This part is meant for the user who would like a more customizable analysis and visualization experience by manipulating the data directly in an R
-environment.
Data structure and manipulation
Here, it is assumed that the data to be loaded follow exactly the aforementioned format regulation. A method DataSetList
is provided to load the data:
> dsList <- DataSetList('./data/RLS')
Processing ./data/RLS/IOHprofiler_f1_i1.info ...
algorithm RLS...
25 instances on f1 16D...
25 instances on f1 100D...
...
The return value of method DataSetList
is a S3
object, that is inherited from the list class. Consequently, list
object can be sliced, indexed and printed as with lists:
> dsList
DataSetList:
1: DataSet(RLS on f1 16D)
2: DataSet(RLS on f1 100D)
---
7: DataSet(RLS on f23 16D)
8: DataSet(RLS on f23 100D)
> dsList[1:3]
DataSetList:
1: DataSet(RLS on f1 16D)
2: DataSet(RLS on f1 100D)
3: DataSet(RLS on f19 16D)
> dsList[[1]]
DataSet(RLS on f1 16D)
In addition, the summary
method is implemented to show some basic information:
> summary(dsList)
funcId DIM algId datafile comment
1 1 16 RLS ./data/RLS/data_f1/IOHprofiler_f1_DIM16_i1.dat %
2 1 100 RLS ./data/RLS/data_f1/IOHprofiler_f1_DIM100_i1.dat %
3 19 16 RLS ./data/RLS/data_f19/IOHprofiler_f19_DIM16_i1.dat %
4 19 100 RLS ./data/RLS/data_f19/IOHprofiler_f19_DIM100_i1.dat %
5 2 16 RLS ./data/RLS/data_f2/IOHprofiler_f2_DIM16_i1.dat %
6 2 100 RLS ./data/RLS/data_f2/IOHprofiler_f2_DIM100_i1.dat %
7 23 16 RLS ./data/RLS/data_f23/IOHprofiler_f23_DIM16_i1.dat %
8 23 100 RLS ./data/RLS/data_f23/IOHprofiler_f23_DIM100_i1.dat %
Note that, column funcId stands for the numbering (ID) of test functions and algId is the identifier of the algorithm that is tested.

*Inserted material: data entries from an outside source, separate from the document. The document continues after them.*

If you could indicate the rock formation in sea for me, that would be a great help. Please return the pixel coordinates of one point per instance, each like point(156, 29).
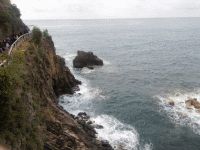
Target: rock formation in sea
point(86, 59)
point(30, 117)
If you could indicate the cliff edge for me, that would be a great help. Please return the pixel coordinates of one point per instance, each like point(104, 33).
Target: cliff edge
point(30, 117)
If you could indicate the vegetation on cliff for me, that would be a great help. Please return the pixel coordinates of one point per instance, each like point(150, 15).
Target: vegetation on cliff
point(10, 21)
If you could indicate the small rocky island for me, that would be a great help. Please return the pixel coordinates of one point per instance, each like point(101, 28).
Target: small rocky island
point(30, 85)
point(86, 59)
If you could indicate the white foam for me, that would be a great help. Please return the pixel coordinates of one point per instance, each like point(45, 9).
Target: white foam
point(179, 113)
point(120, 136)
point(87, 71)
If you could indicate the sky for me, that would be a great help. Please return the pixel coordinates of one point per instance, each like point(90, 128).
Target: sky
point(107, 9)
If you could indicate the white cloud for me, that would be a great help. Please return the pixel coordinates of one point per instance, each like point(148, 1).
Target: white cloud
point(87, 9)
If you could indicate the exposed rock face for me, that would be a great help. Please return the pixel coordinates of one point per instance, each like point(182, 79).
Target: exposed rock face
point(10, 22)
point(192, 103)
point(86, 59)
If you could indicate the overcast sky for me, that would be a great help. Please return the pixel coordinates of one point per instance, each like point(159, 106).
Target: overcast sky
point(98, 9)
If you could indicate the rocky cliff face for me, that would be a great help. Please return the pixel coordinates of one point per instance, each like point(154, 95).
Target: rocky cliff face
point(10, 22)
point(29, 115)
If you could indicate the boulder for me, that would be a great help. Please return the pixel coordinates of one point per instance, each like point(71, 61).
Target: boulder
point(86, 59)
point(192, 102)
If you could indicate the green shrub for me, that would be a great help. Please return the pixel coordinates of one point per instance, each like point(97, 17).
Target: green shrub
point(36, 35)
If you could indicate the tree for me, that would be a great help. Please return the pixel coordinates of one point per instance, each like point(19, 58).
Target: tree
point(36, 35)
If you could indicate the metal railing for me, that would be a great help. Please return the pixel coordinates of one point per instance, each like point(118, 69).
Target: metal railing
point(21, 39)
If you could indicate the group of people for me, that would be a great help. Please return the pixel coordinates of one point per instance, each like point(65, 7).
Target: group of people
point(6, 43)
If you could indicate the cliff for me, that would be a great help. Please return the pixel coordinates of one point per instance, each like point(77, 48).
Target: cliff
point(10, 22)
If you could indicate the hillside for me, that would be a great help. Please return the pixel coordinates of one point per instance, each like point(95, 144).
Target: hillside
point(10, 22)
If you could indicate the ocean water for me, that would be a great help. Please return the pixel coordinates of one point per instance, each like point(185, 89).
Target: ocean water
point(148, 62)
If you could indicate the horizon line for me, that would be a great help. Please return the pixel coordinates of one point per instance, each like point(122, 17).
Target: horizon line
point(112, 18)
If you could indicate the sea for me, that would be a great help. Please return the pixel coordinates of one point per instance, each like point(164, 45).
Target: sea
point(147, 63)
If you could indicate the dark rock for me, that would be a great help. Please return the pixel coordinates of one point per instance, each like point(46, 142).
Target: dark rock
point(86, 59)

Those columns (also DIM) are the attribute of list
object, which are directly retrieved from the meta data
(*.info files). Therefore, it is important to keep the meta data correct if it were prepared by the user manually. All the attributes DataSetList
object are listed as follows:
> attributes(dsList)
$class
[1] "list" "DataSetList"
$DIM
[1] 16 100 16 100 16 100 16 100
$funcId
[1] 1 1 19 19 2 2 23 23
$algId
[1] "RLS" "RLS" "RLS" "RLS" "RLS" "RLS" "RLS" "RLS"
When subsetting (filtering) is needed for list
, attributes DIM, funcId and algId can be used as follows:
> subset(dsList, DIM == 16, funcId == 1)
DataSetList:
1: DataSet(RLS on f1 16D)
> subset(dsList, DIM == 16, algId != 'RLS')
DataSetList:
Now we could load the data files of the $(1,\lambda)$-GA algorithm in the same way:
> dsList_ga <- DataSetList('./data/self_GA', verbose = FALSE)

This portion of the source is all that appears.